Tuesday, June 8, 2010

Dear Mrs. Frosting,

Congratulations on your first wedding anniversary!

I know a lot of people save a layer from their wedding cake, to eat on the first anniversary. I have no problem with that (I don't remember anymore if we did or not, but if I ask Mrs. Grumpy she'll kill me for forgetting that important point).

Anyway, I'm sorry the cake was so badly freezer-burned that it was inedible. Sometimes that happens. I'm sure you were disappointed at having to throw it out.

Apparently, though, you couldn't bring yourself to do that. So why on Earth you decided to dump it off at my office as "treats for the staff" I have no idea. I can only assume you don't have neighbors or co-workers that you hate enough to give it to.

Mary and Annie have put your thoughtful wedding souvenir in an appropriate place. If the Audobon society calls tomorrow asking about a large number of dead pigeons near our dumpster, we're giving them your name.

24 comments:

RehabNurse said...

Grumpy:

Maybe you can tell Ms.

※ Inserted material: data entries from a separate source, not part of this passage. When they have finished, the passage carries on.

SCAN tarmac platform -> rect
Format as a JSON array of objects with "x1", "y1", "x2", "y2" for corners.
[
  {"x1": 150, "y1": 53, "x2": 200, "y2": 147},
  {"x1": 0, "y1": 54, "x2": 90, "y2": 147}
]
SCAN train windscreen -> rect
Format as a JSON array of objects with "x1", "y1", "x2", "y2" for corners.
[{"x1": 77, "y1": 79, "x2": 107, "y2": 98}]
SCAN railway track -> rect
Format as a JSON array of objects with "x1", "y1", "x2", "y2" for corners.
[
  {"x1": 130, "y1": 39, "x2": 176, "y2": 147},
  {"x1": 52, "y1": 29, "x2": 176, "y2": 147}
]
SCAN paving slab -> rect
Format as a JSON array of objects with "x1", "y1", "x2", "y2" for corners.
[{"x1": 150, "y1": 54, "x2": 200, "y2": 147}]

Frosting that your recycling all ready was picked up, so she has to take hers home.

Poor pigeons!

singedwingangel said...

Lmbo ummm sweetie what does that say about how she feels about ya'll?? I would just be checking any more treats she gives ya from here on out

The Good Cook said...

WHAT?? Now this post just takes the cake.

ERP said...

Delicious! I totally would have eaten that in residency.

Die Miss said...

Any dead pigeons yet ;-) ?

Miss Kismet said...

Gross! When my ex-husband and I pulled our cake out to try to eat it on our 1st anniversary, the icing had turned to goo and the cake itself was crumbly. We took it out into the woods and used it for target practice :). Guess that is why we are divorced? LOL

Jacqueline said...

So, do you even remember the flavor of your wedding cake? :D

Packer said...

Must not have heard , eating year old wedding cake insures long life , prosperity --tossing it brings nothing but heartache. Guess you guys are wrestling the pigeons right about now. Bon Appetite

Chris@Knucklehead! said...

That is beyond tacky.

Olivia said...

Per my comments on Mary's efforts to quit smoking - Food poisoning is also a great way to be too sick to smoke.

It's the thought that counts, right? Too bad the thought here was "This is really horrible, inedible, and disgusting, but I know YOU PEOPLE are far less discerning than I."

Science Marches On said...

But it's not against any religion
To want to dispose of a pigeon.

Anonymous said...

if you bring it to work, it will be eaten.

arzt4empfaenger said...

Treat the staff as you want to be treated...!

Sandra said...

That is disgusting. I cannot imagine giving inedible food to my doctor's office.

Kim said...

My husband I will be married for 16 years this coming August. When we got married we saved a layer from the cake to enjoy on our first anniversary. Our first anniversary came alone and we cut into the cake. The cake was a berry cake. The berries had fermented. All I can say is...whew!

Don said...

When I got married, the bakery that did the cake, specifically told us they did not want us trying to freeze any of the cake.

They made us a small anniversary cake for our 1st anniversary as part of the wedding cake package.

They kept the info on file so they knew what flavor/frosting/colors to use.

It was very good.

Queen Silly Britches said...

We didn't have cake at our wedding. I can't imagine what a chocolate chip cookie that had been frozen for an entire year would taste like. *shudders*

C said...

What a whack job, Dr. G.

vicki said...

do you have the audobon society's number on speed dial so when the pigeons get sick ... someone can pick them up?

terri c said...

So the pigeons got to have their cake and eat it too...

Anonymous said...

We didn't save any cake from our wedding but I did keep some leftover frosting (my cousin made the cake) for over 10 years in the sentimental section of our freezer. Finally threw it out, but the marriage is still going strong (21 years on Friday!)
word verification -esticing!
-whitecap nurse

mongolian yak said...

did you refuse to write the percocet script for her? no wonder she hates you :p

Morris said...

"But it's not against any religion
To want to dispose of a pigeon."

Definitely not! A few less winged rats is ok by me...

:)

Doc Truli said...

How about expired Cheap Chocolate at Christmas that's melted and reshaped in the box?
Or my, "I want a holistic treatment" client who gave me thank-you cookies. First ingredient "Hydrogenated coconut oil"
Happens all the time.
You should be kinder to the pigeons, though!